NexiGuard – IP & Geo Access Control

NexiGuard – IP & Geo Access Control is a public WordPress access control plugin for administrators who need to restrict site access using local IP rules and optional GeoIP data.

Features include:

• Block List mode: visitors matching rules are blocked.
• Allow List mode: only visitors matching rules are allowed.
• Exact IP address rules.
• CIDR range rules for IPv4 and IPv6.
• Country and region/state rules when a GeoIP provider is configured.
• Optional blocking for the frontend, login page, REST API, and XML-RPC.
• 403, 404, or custom blocked responses.
• Custom blocked messages with plain text and basic safe HTML.
• Safe visitor IP detection using REMOTE_ADDR by default.
• Optional Cloudflare visitor IP detection.
• Optional trusted proxy header support.
• Bulk import for IP/CIDR rules.
• Export and import settings as JSON.
• Optional minimal blocked-attempt logs.
• Admin lockout protection and an emergency bypass constant.

Privacy and GeoIP

IP blocking works without any third-party service. Country and region blocking requires either a readable local GeoIP database or an explicitly configured API provider.

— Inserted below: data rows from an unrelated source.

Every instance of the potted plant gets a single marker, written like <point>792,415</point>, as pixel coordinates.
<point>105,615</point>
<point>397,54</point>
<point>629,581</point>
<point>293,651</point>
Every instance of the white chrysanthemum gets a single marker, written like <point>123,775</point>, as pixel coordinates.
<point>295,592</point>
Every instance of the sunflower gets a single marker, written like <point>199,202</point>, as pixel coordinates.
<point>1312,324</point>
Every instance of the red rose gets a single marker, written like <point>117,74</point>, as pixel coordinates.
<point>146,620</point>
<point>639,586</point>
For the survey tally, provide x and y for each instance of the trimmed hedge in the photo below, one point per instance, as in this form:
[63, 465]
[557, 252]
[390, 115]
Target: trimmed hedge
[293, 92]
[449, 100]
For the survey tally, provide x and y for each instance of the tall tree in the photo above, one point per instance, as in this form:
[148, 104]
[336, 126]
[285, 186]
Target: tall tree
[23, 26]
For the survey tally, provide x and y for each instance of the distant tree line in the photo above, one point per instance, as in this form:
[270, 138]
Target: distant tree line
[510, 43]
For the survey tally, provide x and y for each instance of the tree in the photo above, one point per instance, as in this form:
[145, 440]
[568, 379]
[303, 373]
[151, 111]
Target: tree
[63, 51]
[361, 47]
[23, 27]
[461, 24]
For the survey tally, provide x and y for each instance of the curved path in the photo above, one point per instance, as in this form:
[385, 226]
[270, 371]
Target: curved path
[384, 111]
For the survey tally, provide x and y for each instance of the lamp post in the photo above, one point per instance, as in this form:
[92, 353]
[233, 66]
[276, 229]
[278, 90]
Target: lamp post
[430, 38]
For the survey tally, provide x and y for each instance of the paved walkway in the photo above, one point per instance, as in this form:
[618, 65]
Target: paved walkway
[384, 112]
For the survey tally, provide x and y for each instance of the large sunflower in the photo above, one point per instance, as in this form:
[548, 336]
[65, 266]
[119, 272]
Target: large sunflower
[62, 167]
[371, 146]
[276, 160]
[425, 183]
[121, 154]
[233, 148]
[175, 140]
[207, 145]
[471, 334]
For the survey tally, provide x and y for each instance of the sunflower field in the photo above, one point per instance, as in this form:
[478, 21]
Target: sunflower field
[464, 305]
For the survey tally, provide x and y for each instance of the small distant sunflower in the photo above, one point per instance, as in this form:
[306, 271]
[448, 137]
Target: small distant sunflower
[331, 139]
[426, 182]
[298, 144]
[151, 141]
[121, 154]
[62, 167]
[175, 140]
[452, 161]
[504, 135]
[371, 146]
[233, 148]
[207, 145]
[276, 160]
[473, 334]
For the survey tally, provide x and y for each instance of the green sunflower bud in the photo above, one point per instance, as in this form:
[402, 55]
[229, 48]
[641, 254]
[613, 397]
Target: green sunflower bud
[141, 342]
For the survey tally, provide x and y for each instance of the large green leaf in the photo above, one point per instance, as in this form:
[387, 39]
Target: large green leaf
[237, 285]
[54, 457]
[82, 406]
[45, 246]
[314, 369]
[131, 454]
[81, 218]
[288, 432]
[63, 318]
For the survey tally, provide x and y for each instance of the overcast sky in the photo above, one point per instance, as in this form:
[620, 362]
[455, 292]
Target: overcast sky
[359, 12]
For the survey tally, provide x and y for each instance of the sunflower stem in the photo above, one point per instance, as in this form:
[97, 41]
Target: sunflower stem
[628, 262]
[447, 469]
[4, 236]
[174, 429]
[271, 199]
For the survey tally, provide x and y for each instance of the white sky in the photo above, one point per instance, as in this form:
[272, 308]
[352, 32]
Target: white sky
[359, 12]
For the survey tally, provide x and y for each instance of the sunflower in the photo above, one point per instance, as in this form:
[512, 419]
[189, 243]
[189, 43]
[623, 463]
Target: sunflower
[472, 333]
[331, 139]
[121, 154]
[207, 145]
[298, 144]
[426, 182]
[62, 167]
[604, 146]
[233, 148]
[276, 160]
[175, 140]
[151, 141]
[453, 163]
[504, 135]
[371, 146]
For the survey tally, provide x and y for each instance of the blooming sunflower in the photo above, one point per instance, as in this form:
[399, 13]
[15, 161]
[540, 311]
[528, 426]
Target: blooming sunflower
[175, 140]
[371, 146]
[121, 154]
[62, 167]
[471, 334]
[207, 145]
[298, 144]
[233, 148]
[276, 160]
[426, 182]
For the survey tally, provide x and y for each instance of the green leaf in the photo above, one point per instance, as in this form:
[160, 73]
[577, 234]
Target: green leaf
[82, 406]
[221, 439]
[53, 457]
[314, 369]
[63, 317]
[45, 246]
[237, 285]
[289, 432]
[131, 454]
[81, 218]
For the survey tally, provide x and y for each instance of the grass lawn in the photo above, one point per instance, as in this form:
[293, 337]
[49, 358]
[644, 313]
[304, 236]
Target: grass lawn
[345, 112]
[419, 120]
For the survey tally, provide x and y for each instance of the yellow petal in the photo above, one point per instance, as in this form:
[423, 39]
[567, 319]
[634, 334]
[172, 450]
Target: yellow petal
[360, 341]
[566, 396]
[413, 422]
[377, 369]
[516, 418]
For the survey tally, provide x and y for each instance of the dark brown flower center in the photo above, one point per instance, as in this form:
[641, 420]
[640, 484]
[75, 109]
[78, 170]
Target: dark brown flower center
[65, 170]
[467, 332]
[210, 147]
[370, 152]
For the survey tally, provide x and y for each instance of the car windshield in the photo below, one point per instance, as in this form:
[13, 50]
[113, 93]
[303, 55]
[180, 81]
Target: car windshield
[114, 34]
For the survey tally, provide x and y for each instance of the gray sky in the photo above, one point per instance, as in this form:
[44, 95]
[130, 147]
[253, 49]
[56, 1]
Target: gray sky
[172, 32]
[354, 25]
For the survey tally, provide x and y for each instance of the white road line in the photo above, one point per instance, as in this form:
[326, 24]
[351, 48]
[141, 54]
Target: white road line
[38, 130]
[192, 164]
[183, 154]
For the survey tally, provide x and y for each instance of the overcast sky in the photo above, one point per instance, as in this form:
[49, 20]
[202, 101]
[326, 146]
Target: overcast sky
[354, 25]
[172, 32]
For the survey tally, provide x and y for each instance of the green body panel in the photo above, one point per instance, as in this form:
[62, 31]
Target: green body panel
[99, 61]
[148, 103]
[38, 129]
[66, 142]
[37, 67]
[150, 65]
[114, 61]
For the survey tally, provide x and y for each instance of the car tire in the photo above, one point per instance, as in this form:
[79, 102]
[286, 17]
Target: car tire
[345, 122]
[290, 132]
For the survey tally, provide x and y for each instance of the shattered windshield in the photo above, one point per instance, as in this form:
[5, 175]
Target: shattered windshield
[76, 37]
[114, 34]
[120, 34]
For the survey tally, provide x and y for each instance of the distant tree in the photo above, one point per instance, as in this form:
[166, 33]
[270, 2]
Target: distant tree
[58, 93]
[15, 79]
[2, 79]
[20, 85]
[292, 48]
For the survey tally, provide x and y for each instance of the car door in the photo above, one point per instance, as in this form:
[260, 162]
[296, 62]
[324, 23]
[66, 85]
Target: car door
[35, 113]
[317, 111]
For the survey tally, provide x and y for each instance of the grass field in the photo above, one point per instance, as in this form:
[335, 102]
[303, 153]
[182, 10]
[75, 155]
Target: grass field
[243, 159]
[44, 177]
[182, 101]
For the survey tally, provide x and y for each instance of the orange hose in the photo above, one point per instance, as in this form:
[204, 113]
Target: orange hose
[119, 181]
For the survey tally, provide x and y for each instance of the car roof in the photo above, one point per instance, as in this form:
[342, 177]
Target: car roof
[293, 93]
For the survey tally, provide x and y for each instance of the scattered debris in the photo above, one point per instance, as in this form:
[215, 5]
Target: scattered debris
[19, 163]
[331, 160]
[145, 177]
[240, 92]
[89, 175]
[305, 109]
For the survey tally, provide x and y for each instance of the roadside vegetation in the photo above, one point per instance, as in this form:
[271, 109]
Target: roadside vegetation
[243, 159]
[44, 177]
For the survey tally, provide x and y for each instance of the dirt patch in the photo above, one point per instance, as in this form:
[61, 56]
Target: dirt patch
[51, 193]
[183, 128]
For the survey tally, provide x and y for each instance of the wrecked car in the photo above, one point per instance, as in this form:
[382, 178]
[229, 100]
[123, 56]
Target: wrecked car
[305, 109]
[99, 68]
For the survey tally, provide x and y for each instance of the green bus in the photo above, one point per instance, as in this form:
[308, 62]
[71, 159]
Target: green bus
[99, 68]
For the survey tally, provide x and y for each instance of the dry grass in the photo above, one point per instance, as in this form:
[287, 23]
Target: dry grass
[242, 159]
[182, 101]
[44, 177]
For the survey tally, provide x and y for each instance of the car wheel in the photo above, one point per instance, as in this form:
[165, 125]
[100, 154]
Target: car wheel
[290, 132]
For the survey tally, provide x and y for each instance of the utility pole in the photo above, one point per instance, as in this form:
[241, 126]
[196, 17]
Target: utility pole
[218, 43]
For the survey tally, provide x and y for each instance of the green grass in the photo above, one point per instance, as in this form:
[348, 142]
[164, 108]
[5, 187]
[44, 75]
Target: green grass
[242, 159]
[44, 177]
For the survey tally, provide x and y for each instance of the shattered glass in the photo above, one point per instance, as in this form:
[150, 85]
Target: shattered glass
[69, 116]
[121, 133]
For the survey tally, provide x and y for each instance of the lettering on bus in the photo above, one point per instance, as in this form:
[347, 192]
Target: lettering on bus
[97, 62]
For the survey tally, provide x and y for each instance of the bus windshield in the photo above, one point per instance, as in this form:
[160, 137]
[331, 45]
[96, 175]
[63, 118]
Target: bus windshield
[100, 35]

Visitor IP addresses are not sent externally unless an administrator selects API provider mode and configures an API endpoint. Optional logs store only date/time, IP address, matched rule type, and requested path.

Admin safety

NexiGuard is disabled by default after activation. Logged-in administrators are never blocked by default. The admin screen displays the detected admin IP and requires confirmation before adding an IP/CIDR rule that matches it.

Emergency bypass: define NEXIGUARD_DISABLE as true in wp-config.php to stop all blocking.

External Services

NexiGuard does not contact any external service by default.

If an administrator selects API provider mode and configures an API endpoint, NexiGuard sends a GET request to that administrator-configured endpoint to look up country and region data for visitor IP addresses. The visitor IP address is sent in the configured URL using the {ip} placeholder or as an ip query parameter. If an API key is configured, it is sent as a Bearer token in the Authorization header.

Because the API endpoint is entered by the site administrator, the site owner is responsible for reviewing that provider’s terms of service and privacy policy before enabling API provider mode.

Local IP and CIDR blocking do not use any external service. MaxMind mode reads a local database file and does not send visitor IPs externally.

License

NexiGuard – IP & Geo Access Control is licensed under GPL-2.0-or-later.